Zaozhuang Sports and Cultural Park Stadium

Capacity30 000
Country People's Republic of China
Inauguration 2018
Construction 2014-2018
Cost CNY 3.1 billion (entire complex)
Design United Atelier
Structural engineer Institute of Shanghai Architectural Design
Contractor China Construction Eighth Engineering Division Corp.


Zaozhuang Stadium – stadium description

Not that long ago, in 2009, this place was a small village. But already then relocation was imminent. Competition for design of Zaozhuang's largest sports and cultural centre was already ongoing, to be decided between 9 international teams. That former village was precisely where the new main axis of the city runs.

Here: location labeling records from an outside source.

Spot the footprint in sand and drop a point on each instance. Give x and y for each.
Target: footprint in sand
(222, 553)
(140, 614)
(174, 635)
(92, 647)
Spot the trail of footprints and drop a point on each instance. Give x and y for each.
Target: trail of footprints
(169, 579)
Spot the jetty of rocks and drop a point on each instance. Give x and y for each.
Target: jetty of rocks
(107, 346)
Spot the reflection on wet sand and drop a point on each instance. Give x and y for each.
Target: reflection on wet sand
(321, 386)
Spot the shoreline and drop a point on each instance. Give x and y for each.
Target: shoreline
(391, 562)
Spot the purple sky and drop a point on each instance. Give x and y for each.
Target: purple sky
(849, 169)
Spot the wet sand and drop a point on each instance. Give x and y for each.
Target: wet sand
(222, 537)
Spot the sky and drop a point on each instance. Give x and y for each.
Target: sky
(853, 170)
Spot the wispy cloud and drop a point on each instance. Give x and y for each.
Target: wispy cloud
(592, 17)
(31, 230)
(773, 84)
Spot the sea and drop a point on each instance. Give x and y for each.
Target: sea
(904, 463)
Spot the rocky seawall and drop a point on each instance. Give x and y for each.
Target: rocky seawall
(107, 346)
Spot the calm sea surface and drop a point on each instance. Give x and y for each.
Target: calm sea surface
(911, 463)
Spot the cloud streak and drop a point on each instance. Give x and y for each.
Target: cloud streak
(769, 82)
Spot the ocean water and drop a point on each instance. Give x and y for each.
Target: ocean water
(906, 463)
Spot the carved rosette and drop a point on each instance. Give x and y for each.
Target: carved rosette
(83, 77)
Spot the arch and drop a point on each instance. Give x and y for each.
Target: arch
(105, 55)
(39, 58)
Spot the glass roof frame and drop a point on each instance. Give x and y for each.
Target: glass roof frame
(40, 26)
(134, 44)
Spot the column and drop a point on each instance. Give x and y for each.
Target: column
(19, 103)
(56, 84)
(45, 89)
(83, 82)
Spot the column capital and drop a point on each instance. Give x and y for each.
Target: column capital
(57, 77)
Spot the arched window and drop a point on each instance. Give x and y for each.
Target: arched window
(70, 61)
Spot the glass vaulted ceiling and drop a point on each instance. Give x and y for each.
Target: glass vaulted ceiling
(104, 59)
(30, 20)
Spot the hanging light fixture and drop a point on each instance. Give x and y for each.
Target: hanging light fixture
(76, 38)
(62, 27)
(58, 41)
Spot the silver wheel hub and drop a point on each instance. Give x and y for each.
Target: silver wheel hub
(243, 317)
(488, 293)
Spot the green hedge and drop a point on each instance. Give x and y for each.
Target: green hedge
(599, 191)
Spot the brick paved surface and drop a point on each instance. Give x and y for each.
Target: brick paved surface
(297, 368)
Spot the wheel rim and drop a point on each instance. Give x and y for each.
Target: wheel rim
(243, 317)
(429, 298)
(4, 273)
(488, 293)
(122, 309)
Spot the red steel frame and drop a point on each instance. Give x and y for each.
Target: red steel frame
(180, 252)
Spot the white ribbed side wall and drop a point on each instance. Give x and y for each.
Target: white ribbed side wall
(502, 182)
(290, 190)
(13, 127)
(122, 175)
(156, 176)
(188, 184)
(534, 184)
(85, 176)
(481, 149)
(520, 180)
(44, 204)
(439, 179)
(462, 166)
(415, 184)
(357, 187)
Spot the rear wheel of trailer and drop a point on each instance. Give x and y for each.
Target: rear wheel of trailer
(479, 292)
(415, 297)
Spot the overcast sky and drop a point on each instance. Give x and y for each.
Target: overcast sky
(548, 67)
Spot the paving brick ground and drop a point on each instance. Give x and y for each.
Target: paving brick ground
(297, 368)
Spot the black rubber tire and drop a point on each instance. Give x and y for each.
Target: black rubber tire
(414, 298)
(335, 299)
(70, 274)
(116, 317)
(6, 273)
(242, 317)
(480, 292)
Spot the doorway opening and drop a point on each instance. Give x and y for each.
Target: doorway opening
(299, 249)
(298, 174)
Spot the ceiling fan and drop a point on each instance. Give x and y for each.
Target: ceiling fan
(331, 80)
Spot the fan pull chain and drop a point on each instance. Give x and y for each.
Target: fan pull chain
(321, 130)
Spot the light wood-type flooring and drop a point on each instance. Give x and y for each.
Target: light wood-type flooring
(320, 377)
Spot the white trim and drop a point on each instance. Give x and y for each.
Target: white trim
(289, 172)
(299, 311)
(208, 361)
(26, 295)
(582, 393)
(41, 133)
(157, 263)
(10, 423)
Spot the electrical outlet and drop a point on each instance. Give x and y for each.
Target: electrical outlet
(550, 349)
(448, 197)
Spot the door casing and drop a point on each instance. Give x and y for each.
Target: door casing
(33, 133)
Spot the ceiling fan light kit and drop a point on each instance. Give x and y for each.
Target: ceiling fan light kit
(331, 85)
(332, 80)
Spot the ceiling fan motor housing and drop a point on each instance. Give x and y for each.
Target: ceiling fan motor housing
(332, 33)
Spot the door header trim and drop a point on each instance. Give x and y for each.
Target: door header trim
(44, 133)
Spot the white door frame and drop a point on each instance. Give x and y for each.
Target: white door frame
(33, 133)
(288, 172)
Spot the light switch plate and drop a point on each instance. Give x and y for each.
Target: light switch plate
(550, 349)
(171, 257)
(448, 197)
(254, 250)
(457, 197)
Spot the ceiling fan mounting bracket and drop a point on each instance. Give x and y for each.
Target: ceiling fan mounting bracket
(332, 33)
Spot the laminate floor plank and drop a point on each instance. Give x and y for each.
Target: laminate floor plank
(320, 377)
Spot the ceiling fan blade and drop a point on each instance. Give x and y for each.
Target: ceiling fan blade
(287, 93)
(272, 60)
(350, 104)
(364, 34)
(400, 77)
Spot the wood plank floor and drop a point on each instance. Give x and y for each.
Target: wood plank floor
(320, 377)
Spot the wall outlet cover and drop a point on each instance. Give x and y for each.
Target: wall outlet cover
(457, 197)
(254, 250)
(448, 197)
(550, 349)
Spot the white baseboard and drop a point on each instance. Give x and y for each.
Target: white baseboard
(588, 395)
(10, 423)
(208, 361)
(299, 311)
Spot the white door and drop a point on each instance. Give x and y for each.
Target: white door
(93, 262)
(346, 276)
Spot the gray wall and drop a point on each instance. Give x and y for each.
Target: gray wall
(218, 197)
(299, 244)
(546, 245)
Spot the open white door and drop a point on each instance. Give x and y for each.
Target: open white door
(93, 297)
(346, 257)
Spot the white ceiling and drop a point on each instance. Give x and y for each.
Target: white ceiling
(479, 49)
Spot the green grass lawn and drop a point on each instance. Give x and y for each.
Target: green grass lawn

It now goes straight through the stadium, too. In fact, it was specifically designed as almost entirely see-through, connecting the mountains in the south with fresh representative district in the north. Lack of second tier of seating in the north also allows spectators inside the stadium to take a peek of the park below.

With almost 50 hectares of total space, the project presented several major challenges to the architects. First, land slopes singificantly towards the north. Reintroducing natural waterflow back to the site was demanded to form small streams interwoven with pedestrian paths. On top of that, the goal was to reach high standards in ecology and sustainability.

The winning design by United Atelier, under Alain Robert's leadership, used the challenges as advantages. As much of available land as possible was left as it was, naturally sloped. Thus the layout of pathways and landscaping similar to map contours. Reintroduction of water flow was done along with system of water recollection from rain, later used throughout the complex. Combined with energy efficiency and low consumption of materials (roof 80% lighter than classic steel girders) this allowed application for LEED certification.

Pedestrians walk around the nearly-50-hectare area through a system of pathways and ramps. The height difference means that visitors arriving from the south walk down towards the stadium, while those coming from the north climb to the top of cascading stairs. Connection between all crucial elements of the complex – like tennis courts in the south, training stadium in the west, commercial and cultural areas in the north – proves very efficient, almost walking visitors through the area.

The main stadium began winning awards soon after its completion and no wonder, it has one of the most complex tensile cable roofs ever created. The upper ring is twisted, connected by inter-crossing cables, resembling a classic bicycle spoke wheel. When designed, it was the first of its kind globally as such layout – while resulting in impressive roof pattern – is an engineering challenge on many levels.

All of the roof is connected by PTFE membrane. There are 48 segments on top and 24 others, flowing onto the outer structure (43,000 m2 in total). As a result, the roof seems like a crowd hovering above the stadium, high over the auditorium. That impression wouldn't have been possible if not for the lack of traditional facades. The building isn't just openwork, it's almost entirely open thanks to a visibly light hollowed-out steel skeleton. While it doesn't serve as roof support, actual columns were smartly hidden inside the stadium.

The 30,000-seat auditorium may not be the biggest but surely easily accessible, as the lower tier is entered directly from the public concourse. The building offers 57,000 m2 of floor area. In total it consumed some $100 million, while all of the complex was estimated by local authorities to cost 460 million.